Anyhoo, Bruce reckons that there was another surprise in store for the angry homohating gnome of Gnewcastle, in that the Commonwealth Director of Public Prosecutions advised His Honour they had further charges against Mr Sunol, and it would be quite unfair for the hate gnome to respond to those today. Yes, surprise evidence!
The CDPP also advised it wanted John a fullness of time to respond to all allegations against him.
In response, John mumbled his insistence in lodging his defence to the charges already presented to him. His Honour advised against it, but John was insistent and so it was begrudgingly accepted, but that other submissions in response to the new charges being raised would be entertained.
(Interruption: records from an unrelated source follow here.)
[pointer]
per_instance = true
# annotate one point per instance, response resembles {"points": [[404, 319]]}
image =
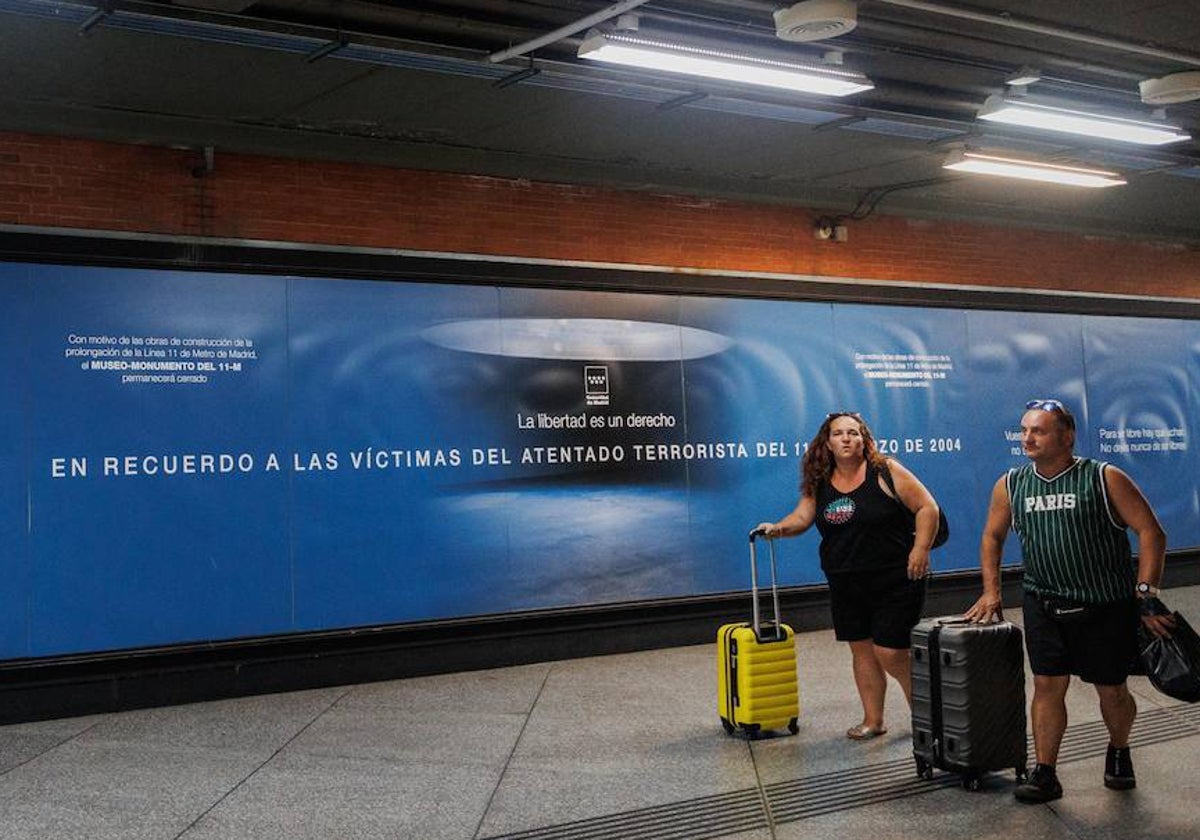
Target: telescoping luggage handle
{"points": [[754, 585]]}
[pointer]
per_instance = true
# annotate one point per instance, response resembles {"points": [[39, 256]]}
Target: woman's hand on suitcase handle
{"points": [[768, 529], [918, 563], [987, 610]]}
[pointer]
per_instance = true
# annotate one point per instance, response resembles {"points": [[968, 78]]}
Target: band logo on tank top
{"points": [[840, 510]]}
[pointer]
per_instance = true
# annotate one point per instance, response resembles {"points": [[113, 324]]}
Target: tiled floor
{"points": [[623, 747]]}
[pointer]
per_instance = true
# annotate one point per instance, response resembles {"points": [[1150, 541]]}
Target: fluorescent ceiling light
{"points": [[1033, 115], [640, 52], [1024, 77], [1031, 171]]}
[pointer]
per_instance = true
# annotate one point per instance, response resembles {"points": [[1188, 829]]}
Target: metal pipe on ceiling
{"points": [[565, 31], [1045, 29]]}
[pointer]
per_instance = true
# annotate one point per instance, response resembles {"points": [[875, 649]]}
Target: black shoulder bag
{"points": [[943, 527]]}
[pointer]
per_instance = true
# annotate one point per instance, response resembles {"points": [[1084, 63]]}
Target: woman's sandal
{"points": [[864, 732]]}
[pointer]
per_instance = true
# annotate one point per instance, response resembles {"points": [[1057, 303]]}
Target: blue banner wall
{"points": [[198, 456], [13, 460], [155, 515]]}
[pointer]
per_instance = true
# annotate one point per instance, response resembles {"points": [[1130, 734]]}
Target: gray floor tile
{"points": [[306, 797], [501, 691], [630, 737], [126, 791], [257, 725], [409, 737]]}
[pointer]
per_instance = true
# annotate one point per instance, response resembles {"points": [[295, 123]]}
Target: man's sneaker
{"points": [[1119, 769], [1042, 786]]}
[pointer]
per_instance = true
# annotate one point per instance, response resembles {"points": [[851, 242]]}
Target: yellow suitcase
{"points": [[756, 685]]}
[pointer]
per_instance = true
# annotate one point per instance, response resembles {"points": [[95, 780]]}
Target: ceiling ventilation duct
{"points": [[816, 19], [1171, 89]]}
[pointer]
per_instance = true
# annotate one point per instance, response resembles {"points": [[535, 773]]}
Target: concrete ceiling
{"points": [[412, 85]]}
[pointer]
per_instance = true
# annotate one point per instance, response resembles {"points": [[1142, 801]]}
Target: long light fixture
{"points": [[1031, 171], [652, 54], [1050, 118]]}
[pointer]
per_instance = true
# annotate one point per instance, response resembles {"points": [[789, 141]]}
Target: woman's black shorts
{"points": [[881, 604]]}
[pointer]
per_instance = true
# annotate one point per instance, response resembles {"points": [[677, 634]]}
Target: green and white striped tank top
{"points": [[1072, 543]]}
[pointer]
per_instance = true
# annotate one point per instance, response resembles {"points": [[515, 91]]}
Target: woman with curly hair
{"points": [[874, 552]]}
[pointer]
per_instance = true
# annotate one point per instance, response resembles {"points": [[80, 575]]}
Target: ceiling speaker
{"points": [[816, 19], [1171, 89]]}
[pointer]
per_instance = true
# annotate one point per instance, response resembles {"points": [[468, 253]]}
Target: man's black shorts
{"points": [[1098, 647], [882, 605]]}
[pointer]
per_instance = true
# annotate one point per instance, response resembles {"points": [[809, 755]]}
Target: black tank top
{"points": [[862, 529]]}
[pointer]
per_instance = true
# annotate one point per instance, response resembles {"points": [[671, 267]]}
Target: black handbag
{"points": [[1173, 664]]}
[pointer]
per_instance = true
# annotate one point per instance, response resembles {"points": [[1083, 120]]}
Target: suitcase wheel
{"points": [[924, 769]]}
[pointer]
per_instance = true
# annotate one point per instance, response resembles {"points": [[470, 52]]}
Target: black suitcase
{"points": [[967, 699]]}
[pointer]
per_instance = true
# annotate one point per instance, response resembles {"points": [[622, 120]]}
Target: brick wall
{"points": [[83, 184]]}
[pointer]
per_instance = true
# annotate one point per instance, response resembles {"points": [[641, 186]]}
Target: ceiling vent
{"points": [[1171, 89], [816, 19]]}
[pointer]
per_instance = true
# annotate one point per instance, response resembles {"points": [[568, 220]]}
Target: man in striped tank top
{"points": [[1081, 592]]}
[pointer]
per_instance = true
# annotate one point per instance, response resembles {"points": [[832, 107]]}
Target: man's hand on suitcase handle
{"points": [[987, 610]]}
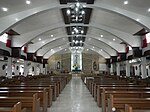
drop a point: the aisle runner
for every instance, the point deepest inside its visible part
(75, 98)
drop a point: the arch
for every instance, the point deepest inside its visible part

And entertaining it was! Adjourned to another mention on Wednesday 5 June 2019.
Bruce reckons John's twitter account has been eerily silent. Maybe he is blown away that he is on the hook for more than he bargained for. Either way, Bruce had to decamp quickly, as he was sure there was a number of pooftersexuals in the room, and remember: Rule number 1 is NO POOFTERS.
But Bruce did get a snap of the ensemble: Broad brimmed hat, yellow and brown 70s number, and a backpack! Definitely no sign of Queer Eye for the Homophobe Guy intervention to make that over!